Thoughts on: Pink Flamingos (1972)
the repressed queer underground manifests itself as an supreme depraved lunacy.
Filth is their politics, filth is their life;
Divine is abhorrent, taboo, deviant..
yet never outwardly malicious, the terrible acts committed are reactionary rather than from a desire to provoke.
Waters queercodes the idea of filth and depravity and posits Divine as the patron saint of degeneracy, a figure representative of an extreme that must exist in order to usher in the new age of queer liberation against the binary norm.

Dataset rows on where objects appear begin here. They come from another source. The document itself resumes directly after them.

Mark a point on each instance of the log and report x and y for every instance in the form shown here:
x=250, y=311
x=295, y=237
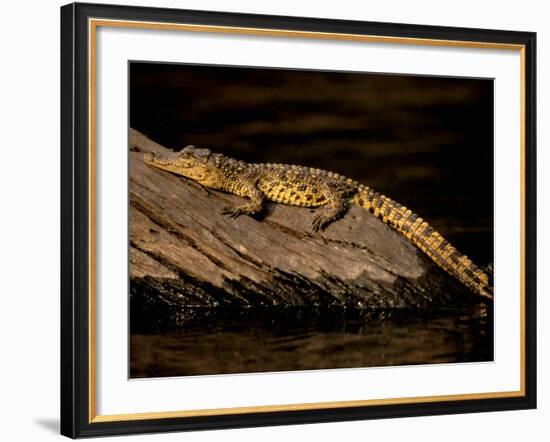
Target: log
x=184, y=253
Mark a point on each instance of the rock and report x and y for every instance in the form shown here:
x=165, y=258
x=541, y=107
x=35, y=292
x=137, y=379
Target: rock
x=185, y=253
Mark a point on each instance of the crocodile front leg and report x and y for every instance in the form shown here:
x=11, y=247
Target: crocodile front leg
x=247, y=188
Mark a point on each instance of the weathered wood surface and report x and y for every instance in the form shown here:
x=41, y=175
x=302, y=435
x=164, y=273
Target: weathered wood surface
x=184, y=252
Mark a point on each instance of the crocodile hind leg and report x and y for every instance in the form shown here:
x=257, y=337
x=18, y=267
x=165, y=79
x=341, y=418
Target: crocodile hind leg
x=334, y=209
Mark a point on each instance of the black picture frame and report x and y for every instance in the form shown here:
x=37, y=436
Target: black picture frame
x=76, y=419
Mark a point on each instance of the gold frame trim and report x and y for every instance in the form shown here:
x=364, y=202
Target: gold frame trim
x=93, y=24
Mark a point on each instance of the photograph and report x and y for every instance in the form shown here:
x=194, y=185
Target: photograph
x=292, y=219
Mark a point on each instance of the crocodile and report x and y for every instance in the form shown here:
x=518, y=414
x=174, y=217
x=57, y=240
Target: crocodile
x=309, y=187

Conversely, the Marbles act as a commentary of those that seek to emulate these attitudes and lifestyles. The acts of cruelty that they commit are but borne of a pallid imitation, they are able to retreat from true filth and back into their white walled mansions as they please, treating the image of queerness as a suit that can be put on and taken off as and when they choose to, all to disguise a crueler, more malicious intent. (This bastardized version of queerness does only harm towards those that are actually queer, as seen in Channing's narrative arc)

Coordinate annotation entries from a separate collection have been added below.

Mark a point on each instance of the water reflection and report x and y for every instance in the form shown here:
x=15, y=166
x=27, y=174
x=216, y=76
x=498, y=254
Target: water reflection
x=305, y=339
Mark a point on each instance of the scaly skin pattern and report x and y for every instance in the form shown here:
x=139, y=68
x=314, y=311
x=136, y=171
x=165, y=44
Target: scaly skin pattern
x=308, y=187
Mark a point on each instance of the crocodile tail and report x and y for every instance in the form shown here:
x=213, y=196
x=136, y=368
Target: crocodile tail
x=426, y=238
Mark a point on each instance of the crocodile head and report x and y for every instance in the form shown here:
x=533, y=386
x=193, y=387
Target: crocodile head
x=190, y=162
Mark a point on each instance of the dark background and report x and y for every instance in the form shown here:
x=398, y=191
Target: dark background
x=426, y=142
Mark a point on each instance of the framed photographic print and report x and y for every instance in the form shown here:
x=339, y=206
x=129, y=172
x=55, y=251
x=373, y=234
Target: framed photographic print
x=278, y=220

In the eyes of people back then, to be queer was to be filth. Waters' film is a response: To be filth is to be Divine.
Mr. Vader: Do you believe in God?
Divine: I *am* God!
Cotton: [to Crackers] You are God!
Crackers: [to Cotton] You are God.
all that being said, I cannot condone the very real acts of animal cruelty within the film, completely sickening and vile. Pink Flamingos works (in my opinion) because Divine and her associates are caricatures of the taboo extremes, entirely fictional in nature. In the scenes referenced, they are committing real acts of cruelty at another living creature's expense, and detracts in some part from what I thought was the main message of the film.